Let a peremptory writ of mandate issue commanding respondent court to vacate its order of November 5, 1982, in Los Angeles County Superior Court case number SEC 38161, entitled Nellie G. Flores, etc., et al. v. Kory Haglund, denying petitioner's application to proceed in forma pauperis, and thereafter make a new and different order granting said application.

NOTES

[*] Before Spencer, P.J., Hanson (Thaxton), J., and Dalsimer, J.

[1] The application for waiver of court fees and costs form signed by petitioner does not require that a welfare recipient provide detailed financial information. This form was drafted and approved by the Judicial Council. (Rule 982.)
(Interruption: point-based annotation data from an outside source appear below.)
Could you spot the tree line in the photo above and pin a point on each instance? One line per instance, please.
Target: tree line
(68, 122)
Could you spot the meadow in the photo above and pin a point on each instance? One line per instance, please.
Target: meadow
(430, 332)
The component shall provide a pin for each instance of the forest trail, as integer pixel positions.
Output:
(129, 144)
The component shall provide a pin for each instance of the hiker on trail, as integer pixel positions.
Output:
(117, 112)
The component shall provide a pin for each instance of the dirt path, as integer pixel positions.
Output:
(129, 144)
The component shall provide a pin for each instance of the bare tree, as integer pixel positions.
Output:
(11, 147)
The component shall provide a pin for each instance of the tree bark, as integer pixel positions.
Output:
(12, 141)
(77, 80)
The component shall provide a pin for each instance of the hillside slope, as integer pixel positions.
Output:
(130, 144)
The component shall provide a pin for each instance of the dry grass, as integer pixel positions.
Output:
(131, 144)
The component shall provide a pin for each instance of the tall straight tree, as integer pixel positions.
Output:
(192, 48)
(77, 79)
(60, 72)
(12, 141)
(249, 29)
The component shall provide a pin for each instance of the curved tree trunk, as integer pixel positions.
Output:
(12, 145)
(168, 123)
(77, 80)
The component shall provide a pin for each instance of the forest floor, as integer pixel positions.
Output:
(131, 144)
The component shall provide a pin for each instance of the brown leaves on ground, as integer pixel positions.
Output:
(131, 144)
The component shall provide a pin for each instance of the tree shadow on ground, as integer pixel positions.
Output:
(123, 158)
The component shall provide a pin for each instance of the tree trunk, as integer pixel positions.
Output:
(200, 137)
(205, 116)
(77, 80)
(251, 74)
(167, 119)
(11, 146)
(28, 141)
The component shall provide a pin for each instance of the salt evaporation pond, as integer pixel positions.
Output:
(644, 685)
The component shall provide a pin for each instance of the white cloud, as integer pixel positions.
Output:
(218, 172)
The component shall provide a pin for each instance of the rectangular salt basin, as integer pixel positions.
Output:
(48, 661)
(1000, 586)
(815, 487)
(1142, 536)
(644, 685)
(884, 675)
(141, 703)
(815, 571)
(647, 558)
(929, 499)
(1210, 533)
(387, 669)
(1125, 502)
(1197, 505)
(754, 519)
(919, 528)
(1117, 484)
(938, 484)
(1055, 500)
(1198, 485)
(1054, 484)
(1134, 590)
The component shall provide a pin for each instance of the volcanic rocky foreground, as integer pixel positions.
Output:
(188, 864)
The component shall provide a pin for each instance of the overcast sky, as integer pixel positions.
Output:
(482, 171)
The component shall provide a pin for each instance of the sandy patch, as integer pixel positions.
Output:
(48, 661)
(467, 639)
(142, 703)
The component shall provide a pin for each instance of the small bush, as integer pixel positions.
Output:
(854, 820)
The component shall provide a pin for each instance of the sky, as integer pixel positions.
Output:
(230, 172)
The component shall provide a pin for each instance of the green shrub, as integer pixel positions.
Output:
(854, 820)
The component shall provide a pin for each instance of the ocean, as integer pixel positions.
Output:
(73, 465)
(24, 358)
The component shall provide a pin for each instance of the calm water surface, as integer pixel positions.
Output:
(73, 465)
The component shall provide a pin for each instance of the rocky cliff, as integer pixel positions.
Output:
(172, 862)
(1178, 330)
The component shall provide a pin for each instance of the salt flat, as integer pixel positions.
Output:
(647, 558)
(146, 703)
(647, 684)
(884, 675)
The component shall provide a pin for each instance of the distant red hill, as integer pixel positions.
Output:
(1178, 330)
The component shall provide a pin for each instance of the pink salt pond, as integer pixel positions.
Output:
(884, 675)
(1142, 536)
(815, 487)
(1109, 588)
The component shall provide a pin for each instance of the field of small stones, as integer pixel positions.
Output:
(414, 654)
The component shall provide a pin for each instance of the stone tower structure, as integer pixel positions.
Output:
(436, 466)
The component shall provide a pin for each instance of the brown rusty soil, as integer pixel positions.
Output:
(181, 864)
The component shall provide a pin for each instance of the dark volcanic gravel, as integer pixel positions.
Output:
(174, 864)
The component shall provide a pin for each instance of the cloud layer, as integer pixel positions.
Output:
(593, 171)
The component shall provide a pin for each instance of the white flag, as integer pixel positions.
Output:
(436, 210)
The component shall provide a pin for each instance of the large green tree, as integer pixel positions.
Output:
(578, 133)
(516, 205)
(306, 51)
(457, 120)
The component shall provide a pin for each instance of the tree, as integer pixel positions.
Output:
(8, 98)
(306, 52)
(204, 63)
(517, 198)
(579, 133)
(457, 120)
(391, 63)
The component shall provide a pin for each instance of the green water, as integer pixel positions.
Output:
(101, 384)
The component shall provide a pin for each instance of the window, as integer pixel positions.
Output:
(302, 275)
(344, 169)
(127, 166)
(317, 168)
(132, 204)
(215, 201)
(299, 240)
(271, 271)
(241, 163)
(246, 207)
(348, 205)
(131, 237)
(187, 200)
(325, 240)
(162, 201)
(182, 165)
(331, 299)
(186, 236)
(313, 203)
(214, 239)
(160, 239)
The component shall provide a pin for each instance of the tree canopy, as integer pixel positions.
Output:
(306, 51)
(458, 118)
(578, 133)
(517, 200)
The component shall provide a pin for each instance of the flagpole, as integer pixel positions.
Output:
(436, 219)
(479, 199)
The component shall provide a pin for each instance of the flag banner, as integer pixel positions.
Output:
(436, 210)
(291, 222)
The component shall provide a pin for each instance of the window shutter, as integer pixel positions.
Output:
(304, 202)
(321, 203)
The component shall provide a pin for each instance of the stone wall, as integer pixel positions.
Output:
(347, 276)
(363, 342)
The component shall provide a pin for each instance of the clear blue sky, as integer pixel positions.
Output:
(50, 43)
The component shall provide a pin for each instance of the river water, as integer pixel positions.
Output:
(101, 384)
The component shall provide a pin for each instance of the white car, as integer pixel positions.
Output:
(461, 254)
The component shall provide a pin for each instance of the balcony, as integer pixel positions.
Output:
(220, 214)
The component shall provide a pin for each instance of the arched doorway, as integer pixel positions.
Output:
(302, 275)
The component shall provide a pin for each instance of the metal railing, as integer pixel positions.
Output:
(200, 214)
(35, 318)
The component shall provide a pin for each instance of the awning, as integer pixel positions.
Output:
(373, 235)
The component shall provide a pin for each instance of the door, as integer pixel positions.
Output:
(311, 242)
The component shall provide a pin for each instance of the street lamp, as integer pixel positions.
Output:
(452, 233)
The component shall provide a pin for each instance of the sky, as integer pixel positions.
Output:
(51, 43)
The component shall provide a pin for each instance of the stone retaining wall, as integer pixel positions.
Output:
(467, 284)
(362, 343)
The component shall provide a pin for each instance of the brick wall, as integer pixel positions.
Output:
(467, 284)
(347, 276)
[2] Section 68511.3 of the Government Code provides, in pertinent part: "Not later than January 1, 1981, the Judicial Council shall formulate and adopt uniform forms and rules of court for litigants proceeding in forma pauperis. Such rules shall provide... (5) that permission to proceed in forma pauperis be granted (a) to litigants who declare under penalty of perjury that they are receiving benefits pursuant to the Supplemental Security Income (SSI) and State Supplemental Payments (SSP) programs..., the Aid to Families With Dependent Children (AFDC) program..., the Food Stamp program ... or Section 17000 of the Welfare and Institutions Code...." (Italics added).

On January 1, 1981, the Judicial Council adopted court rule 985, which complies with the mandates of the Government Code. Under rule 985(b): "[t]he [in forma pauperis] application ... shall be granted and payment of court fees and costs listed in subdivision (i) shall be waived if the applicant meets the standards of eligibility established by subdivision 5(a) ... of Government Code section 68511.3." (Italics added.)

[3] Petitioner's counsel paid the filing fee.

[4] Government Code section 68511.3 was amended on September 21, 1982 (Sen. Bill No. 1564). Significantly, the new legislation does not require that a welfare recipient disclose his or her monthly expenses.